According to the World Health Organization, not enough information currently exists to know if animals can spread the virus.

RELATED: If you’re going to make your own face mask, the material matters, researchers say

In the case of the Bronx Zoo in New York, authorities suspect a Malayan tiger, who tested positive for COVID-19, may have contracted the virus from one of the zoo employees. However, researchers have not confirmed that theory.

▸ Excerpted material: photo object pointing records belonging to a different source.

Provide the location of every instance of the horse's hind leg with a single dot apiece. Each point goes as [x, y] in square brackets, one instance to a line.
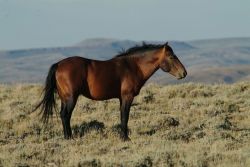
[66, 112]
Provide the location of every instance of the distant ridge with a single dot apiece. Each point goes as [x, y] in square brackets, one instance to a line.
[208, 60]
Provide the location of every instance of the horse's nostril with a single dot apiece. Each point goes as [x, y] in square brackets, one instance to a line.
[184, 73]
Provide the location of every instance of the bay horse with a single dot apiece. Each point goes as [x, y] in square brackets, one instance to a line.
[121, 77]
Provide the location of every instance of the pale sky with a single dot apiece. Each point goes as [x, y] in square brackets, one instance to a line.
[49, 23]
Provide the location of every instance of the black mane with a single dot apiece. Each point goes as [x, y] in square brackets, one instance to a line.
[138, 48]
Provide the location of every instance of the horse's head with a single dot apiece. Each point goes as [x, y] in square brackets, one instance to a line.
[171, 64]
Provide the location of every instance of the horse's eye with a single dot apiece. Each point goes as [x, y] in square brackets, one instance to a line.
[171, 57]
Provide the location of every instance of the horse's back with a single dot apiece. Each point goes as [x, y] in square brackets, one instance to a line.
[94, 79]
[70, 75]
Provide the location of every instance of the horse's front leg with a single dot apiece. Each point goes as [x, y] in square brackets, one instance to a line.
[125, 104]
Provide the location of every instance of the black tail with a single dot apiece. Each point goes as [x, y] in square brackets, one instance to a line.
[48, 102]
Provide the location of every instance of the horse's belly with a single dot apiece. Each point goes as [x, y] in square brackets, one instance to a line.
[103, 92]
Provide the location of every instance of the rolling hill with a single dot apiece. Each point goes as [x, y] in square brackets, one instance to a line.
[209, 61]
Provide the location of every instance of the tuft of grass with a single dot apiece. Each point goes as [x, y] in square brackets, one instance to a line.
[177, 125]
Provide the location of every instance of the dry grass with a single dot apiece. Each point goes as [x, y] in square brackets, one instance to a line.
[181, 125]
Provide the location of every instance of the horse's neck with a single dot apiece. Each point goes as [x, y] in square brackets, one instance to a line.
[148, 63]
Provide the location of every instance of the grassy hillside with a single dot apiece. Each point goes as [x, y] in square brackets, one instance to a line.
[223, 55]
[180, 125]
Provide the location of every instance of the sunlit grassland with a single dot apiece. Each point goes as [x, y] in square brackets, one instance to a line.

In the meantime, Dr. Dev said symptomatic pet owners should consider wearing PPE like face masks and gloves to avoid exposing their animals and of course, keep an eye out for tell-tale, respiratory signs of the virus.  

"If they are symptomatic, the signs would be similar to the ones we find in people, which is coughing. Coughing is probably going to be the most common, along with a fever," Dr. Dev said. 

Dr. Dev said there would need to be probable cause in order for authorities to start testing animals more frequently.